Earth's core has stopped rotating and is probably changing direction. What happens now?

Earth’s core has stopped rotating and is probably changing direction. What happens now?

Earth’s core has stopped rotating and is probably changing direction. What happens now?

Earth’s inner core recently stopped rotating and may now reverse its spin, according to a surprising new study that probes the deepest reaches of our planet with seismic waves from earthquakes.

The surprising results suggest that Earth’s center oscillates and reverses direction on a periodic cycle lasting about 60 to 70 years, a finding that solves long-standing mysteries about climatic and geological events that occur in a similar time frame can solve and that affects life on our planet.

Of course, this is more or less the plot of the 2003 disaster movie The Core, but there’s no need to worry about averting the impending apocalypse by nuking the center of the Earth.

While the rotation of the core affects the climate of Earth’s surface, scientists think that this periodic spin switch is a normal part of its behavior that does not pose a risk to life on our planet.

Earth’s inner core is a solid metallic ball about 75 percent the size of the Moon. It may spin at different speeds and directions than our planet because it lies within a liquid outer core, but scientists are not certain how fast it spins or whether its speed changes over time.

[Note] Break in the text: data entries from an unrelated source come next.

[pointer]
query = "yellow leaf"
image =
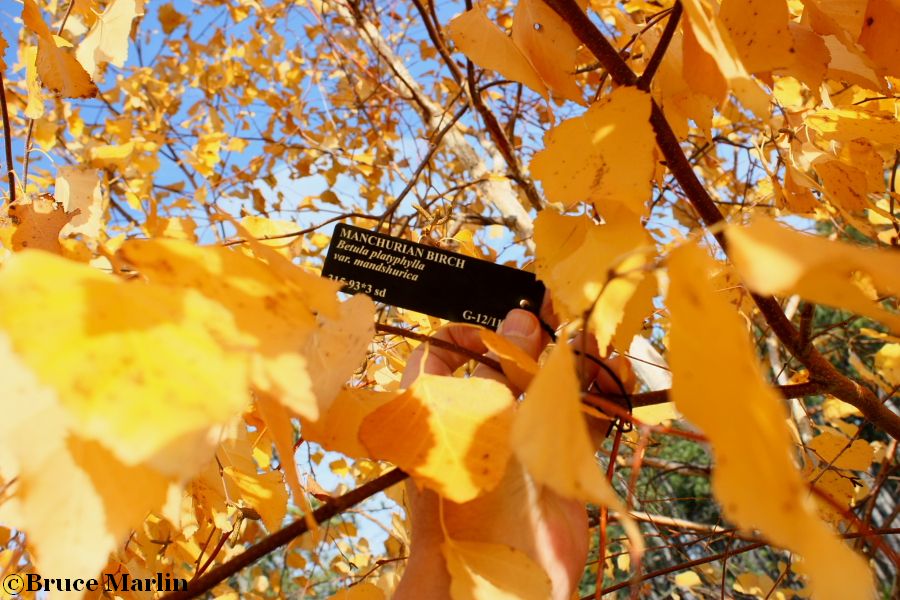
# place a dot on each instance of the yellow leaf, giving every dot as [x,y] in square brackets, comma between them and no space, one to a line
[551,440]
[605,156]
[835,449]
[294,355]
[279,427]
[177,228]
[450,434]
[35,107]
[759,31]
[688,579]
[834,410]
[264,492]
[712,37]
[112,155]
[879,35]
[107,41]
[362,591]
[260,228]
[78,189]
[68,492]
[38,224]
[485,571]
[58,67]
[845,124]
[844,184]
[757,585]
[711,356]
[113,346]
[566,244]
[638,309]
[338,427]
[550,46]
[775,260]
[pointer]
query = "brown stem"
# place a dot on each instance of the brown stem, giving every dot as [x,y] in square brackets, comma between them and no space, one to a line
[203,584]
[723,555]
[821,371]
[794,390]
[659,52]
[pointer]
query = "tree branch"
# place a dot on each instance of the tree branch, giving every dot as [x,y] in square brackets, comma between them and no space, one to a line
[659,52]
[216,576]
[821,371]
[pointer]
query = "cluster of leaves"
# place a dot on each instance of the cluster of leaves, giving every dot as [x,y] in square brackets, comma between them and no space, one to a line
[169,355]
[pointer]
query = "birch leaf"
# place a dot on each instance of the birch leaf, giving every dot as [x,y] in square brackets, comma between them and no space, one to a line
[711,355]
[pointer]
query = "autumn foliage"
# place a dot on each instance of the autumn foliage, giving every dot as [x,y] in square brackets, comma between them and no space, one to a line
[707,189]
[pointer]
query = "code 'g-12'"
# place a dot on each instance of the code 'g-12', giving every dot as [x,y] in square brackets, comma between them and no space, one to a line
[426,279]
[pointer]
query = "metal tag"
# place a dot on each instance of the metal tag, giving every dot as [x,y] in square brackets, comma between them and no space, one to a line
[426,279]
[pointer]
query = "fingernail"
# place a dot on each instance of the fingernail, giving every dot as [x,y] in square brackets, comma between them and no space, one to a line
[519,323]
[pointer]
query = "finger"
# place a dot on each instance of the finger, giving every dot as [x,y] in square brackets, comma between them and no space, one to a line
[442,361]
[521,328]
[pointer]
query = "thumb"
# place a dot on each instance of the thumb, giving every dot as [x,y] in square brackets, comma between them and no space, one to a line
[522,329]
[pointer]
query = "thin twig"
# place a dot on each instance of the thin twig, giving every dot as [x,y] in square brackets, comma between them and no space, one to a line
[435,144]
[659,52]
[203,584]
[7,142]
[819,367]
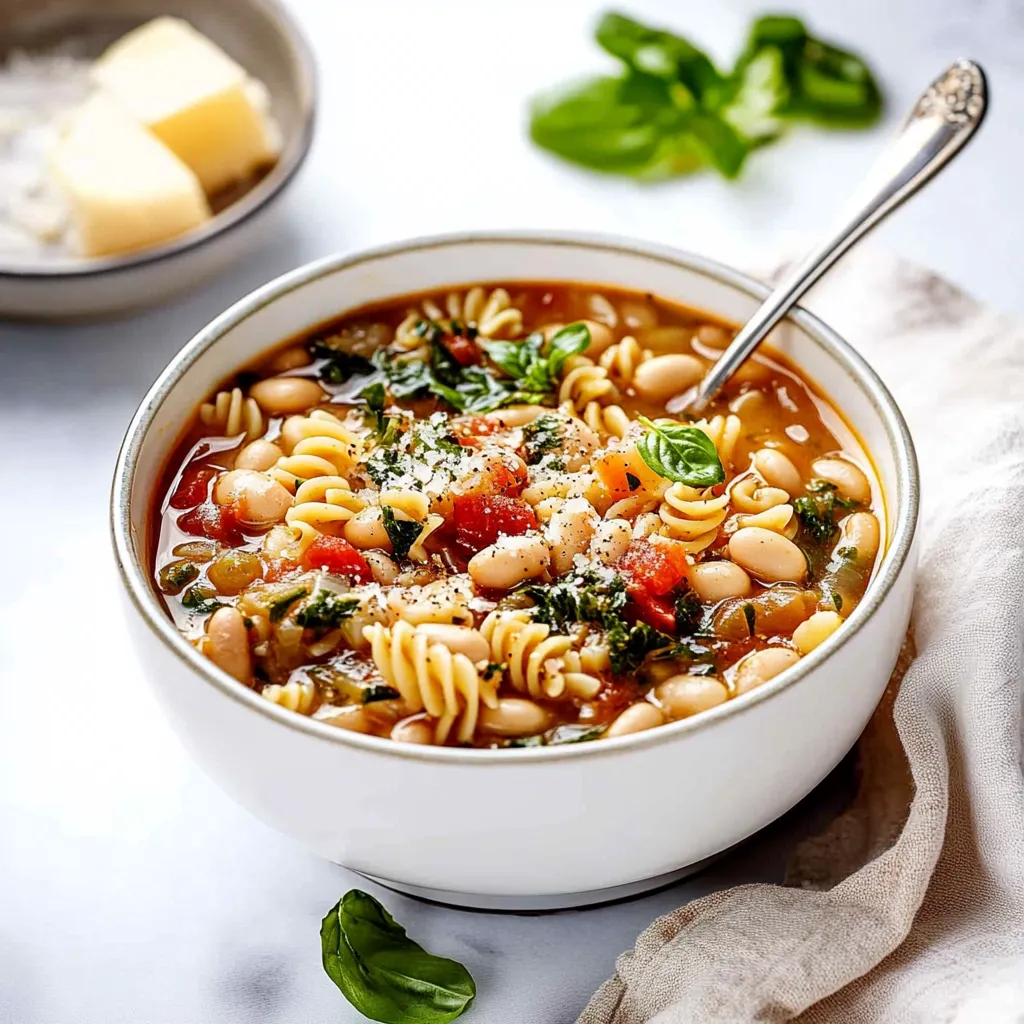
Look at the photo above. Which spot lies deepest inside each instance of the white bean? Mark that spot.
(767, 555)
(778, 471)
(413, 730)
(258, 499)
(383, 568)
(366, 529)
(714, 582)
(758, 668)
(849, 480)
(283, 395)
(510, 560)
(227, 643)
(636, 718)
(458, 639)
(568, 532)
(684, 695)
(816, 630)
(514, 717)
(611, 539)
(665, 376)
(259, 455)
(860, 531)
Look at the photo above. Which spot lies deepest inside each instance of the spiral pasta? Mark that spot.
(692, 516)
(751, 495)
(584, 382)
(532, 656)
(606, 420)
(623, 358)
(431, 678)
(294, 695)
(724, 432)
(230, 413)
(320, 445)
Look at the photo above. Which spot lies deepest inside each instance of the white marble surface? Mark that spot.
(131, 890)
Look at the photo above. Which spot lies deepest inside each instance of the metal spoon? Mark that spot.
(939, 126)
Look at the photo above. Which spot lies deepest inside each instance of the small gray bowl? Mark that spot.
(264, 39)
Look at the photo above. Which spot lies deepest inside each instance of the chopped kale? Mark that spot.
(280, 604)
(629, 646)
(580, 597)
(176, 576)
(201, 599)
(542, 436)
(326, 610)
(401, 532)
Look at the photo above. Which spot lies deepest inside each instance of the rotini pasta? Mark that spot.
(295, 696)
(230, 414)
(532, 655)
(583, 382)
(692, 516)
(623, 358)
(430, 678)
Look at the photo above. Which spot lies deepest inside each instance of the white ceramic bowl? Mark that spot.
(566, 824)
(265, 40)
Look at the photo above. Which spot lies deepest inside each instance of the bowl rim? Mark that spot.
(236, 214)
(135, 577)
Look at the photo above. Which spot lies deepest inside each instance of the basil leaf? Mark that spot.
(383, 973)
(825, 84)
(401, 532)
(681, 453)
(659, 54)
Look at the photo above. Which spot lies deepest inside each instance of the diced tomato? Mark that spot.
(656, 611)
(218, 522)
(194, 487)
(461, 349)
(655, 569)
(480, 520)
(335, 554)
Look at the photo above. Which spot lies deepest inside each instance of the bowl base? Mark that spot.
(542, 904)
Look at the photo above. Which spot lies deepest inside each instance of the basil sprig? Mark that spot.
(383, 973)
(672, 111)
(681, 453)
(534, 365)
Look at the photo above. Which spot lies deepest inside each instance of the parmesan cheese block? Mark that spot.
(125, 188)
(194, 97)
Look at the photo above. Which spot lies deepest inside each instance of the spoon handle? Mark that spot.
(941, 123)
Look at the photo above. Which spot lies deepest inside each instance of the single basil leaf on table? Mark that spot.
(825, 83)
(680, 453)
(383, 973)
(616, 125)
(659, 54)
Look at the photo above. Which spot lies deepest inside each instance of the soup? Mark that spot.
(477, 518)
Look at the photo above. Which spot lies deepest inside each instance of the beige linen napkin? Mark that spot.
(911, 907)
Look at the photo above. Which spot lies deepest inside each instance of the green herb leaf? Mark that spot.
(543, 435)
(175, 576)
(201, 599)
(401, 532)
(629, 647)
(326, 610)
(279, 605)
(681, 453)
(383, 973)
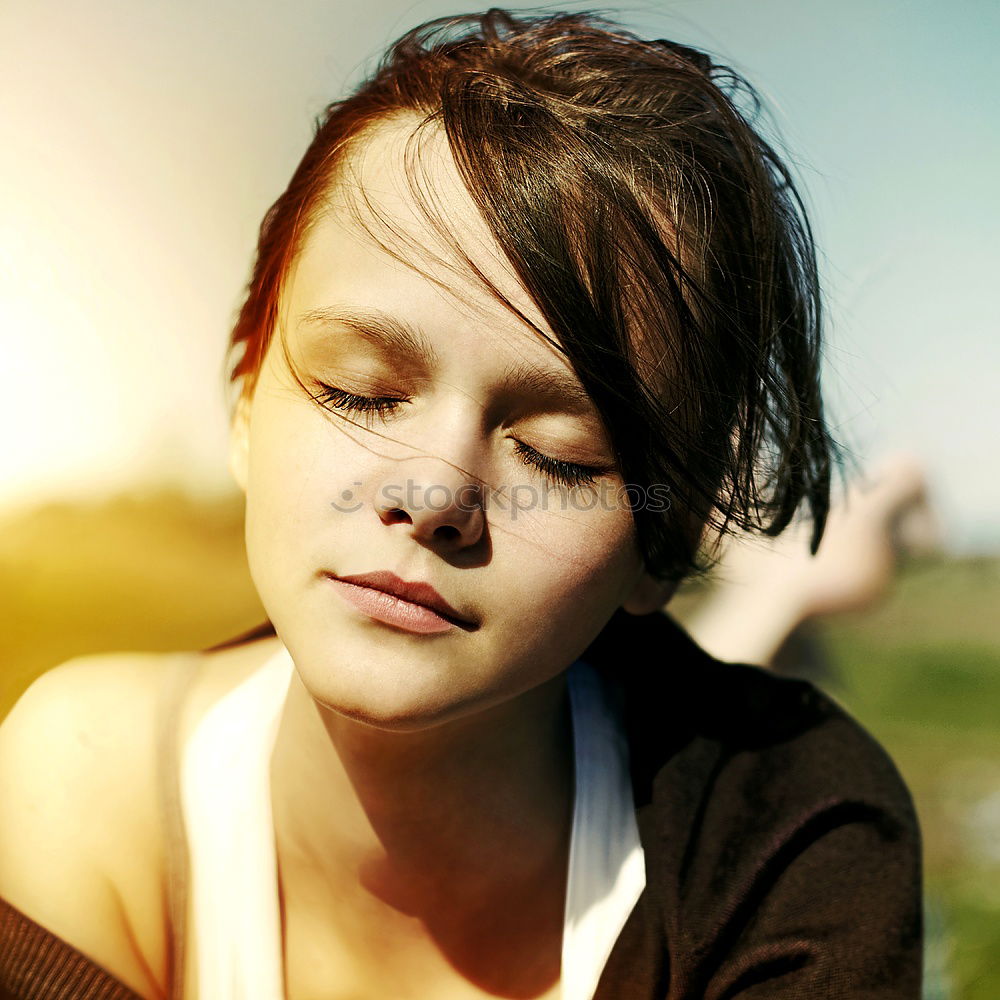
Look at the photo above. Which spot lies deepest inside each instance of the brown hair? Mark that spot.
(659, 234)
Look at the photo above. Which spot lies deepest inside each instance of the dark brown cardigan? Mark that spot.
(782, 848)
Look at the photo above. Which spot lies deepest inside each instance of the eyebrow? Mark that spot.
(399, 339)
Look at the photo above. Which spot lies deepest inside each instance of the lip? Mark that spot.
(419, 594)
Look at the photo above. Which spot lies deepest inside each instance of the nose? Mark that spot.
(443, 503)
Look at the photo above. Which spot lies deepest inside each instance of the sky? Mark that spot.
(144, 142)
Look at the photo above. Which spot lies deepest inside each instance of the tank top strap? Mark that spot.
(176, 683)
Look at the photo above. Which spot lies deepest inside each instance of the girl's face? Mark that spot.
(463, 455)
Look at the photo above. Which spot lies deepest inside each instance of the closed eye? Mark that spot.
(556, 470)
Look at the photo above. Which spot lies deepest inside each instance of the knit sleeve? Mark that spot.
(808, 881)
(35, 964)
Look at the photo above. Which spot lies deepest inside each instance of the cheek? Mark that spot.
(574, 558)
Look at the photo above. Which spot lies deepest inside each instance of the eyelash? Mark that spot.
(555, 469)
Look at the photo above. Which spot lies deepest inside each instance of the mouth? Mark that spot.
(413, 607)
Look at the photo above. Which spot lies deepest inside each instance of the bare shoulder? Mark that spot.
(82, 847)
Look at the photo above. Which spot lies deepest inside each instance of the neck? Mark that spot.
(454, 818)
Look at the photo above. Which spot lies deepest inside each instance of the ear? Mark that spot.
(648, 595)
(239, 441)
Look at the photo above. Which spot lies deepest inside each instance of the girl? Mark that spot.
(534, 324)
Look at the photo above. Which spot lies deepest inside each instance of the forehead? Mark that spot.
(398, 220)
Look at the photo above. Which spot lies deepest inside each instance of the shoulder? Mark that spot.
(80, 841)
(82, 847)
(787, 837)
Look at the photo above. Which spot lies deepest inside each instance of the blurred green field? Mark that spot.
(921, 672)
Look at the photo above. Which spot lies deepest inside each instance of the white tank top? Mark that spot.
(226, 805)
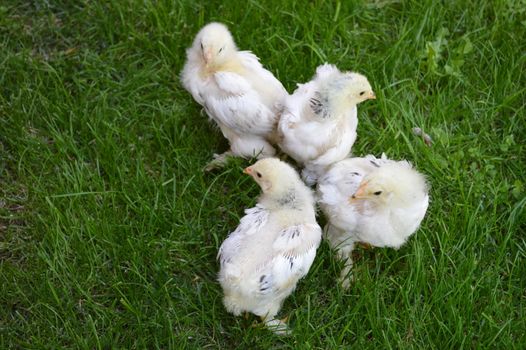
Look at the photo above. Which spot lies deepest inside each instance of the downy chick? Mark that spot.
(319, 121)
(273, 246)
(241, 96)
(380, 202)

Located some 3,000 miles below our feet, the core experiences such intense pressure that it is likely to be as hot as the surface of the Sun.

Because it is so remote and difficult to study, the inner core is one of the least understood environments on our planet.

However, it plays a role in many processes that make our world habitable for life, such as Earth’s protective generation magnetic field, which prevents harmful radiation from reaching the surface.

Now, Yi Yang and Xiaodong Song, a pair of researchers from the Sinoprobe Lab at Peking University’s School of Earth and Space Sciences, have captured “surprising observations that indicate that the inner core nearly stopped its rotation in recent decades.”

and is experiencing a turning point back to a multidecadal oscillation with another turning point in the early 1970s, according to a study published Monday in Nature Geoscience.

“Two major forces are acting on the inner core,” Yang and Song said in an email to Motherboard. “it is an electromagnetic force.

Earth’s magnetic field is generated by fluid motion in the outer core. The magnetic field acting on the metallic inner core is expected to drive the inner core to rotate by electromagnetic coupling. Second gravity The force is.

The mantle and the inner core are highly heterogeneous, so the gravity between their structures pulls the inner core into a gravitational equilibrium called gravitational coupling.

“If the two forces are not balanced, the inner core will accelerate or decelerate,” he said. “Both the magnetic field and the Earth’s rotation have a strong periodicity of 60-70 years. Electromagnetic and gravitational forces drive the proposed 70-year oscillation of the inner core.

Song has spent decades trying to unravel the secrets of the inner core by studying the seismic waves that travel through this distant region.

He was part of the team that first reported evidence of rotation of the inner core in 1996 by measuring slight time (or “temporal”) changes in these waves, which are generated by earthquakes.

However, the origin of the temporal variations has been a matter of debate within the geosciences community ever since, as some scientists believe that wave patterns arise from phenomena at the boundary between the outer and inner cores.